- Genre: Variety show
- Written by: Des Dixon Ron Krantz Terry Ross
- Presented by: Peter Kastner Michele Finney (1964)
- Country of origin: Canada
- Original language: English
- No. of seasons: 3

Production
- Executive producer: William Davidson
- Producers: Francis Chapman (1963) William Davidson (1964–65) Sandy Stewart (1964–65)
- Running time: 30–60 minutes

Original release
- Network: CBC Television
- Release: 6 January 1963 – 27 June 1965

= Time of Your Life (1963 TV series) =

Time of Your Life is a Canadian television youth variety show which aired on CBC Television from 1963 to 1965.

==Premise==
Various types of performances and films were featured in Time of Your Life. Guests included actress Susan Conway and musician Harry Somers who led monthly concert episodes during the debut season. The program's musical director was Paul Hoffert (Lighthouse).

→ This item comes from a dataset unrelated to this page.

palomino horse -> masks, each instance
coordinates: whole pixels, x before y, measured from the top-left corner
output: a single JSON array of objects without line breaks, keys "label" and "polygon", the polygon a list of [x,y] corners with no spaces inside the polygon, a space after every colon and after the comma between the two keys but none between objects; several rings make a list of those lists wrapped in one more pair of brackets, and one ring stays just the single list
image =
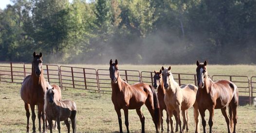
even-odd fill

Time of Your Life also provided opportunities for emerging television writers.

==Scheduling==
The first two seasons were broadcast for an hour on Sundays at 2:00 p.m. (Eastern), from 6 January to 30 June 1963, then 5 January to 28 June 1964. The final runs of the program were half-hour episodes on Sundays at 5:30 p.m. from 4 October 1964 to 31 January 1965, then finally from 4 April to 27 June 1965.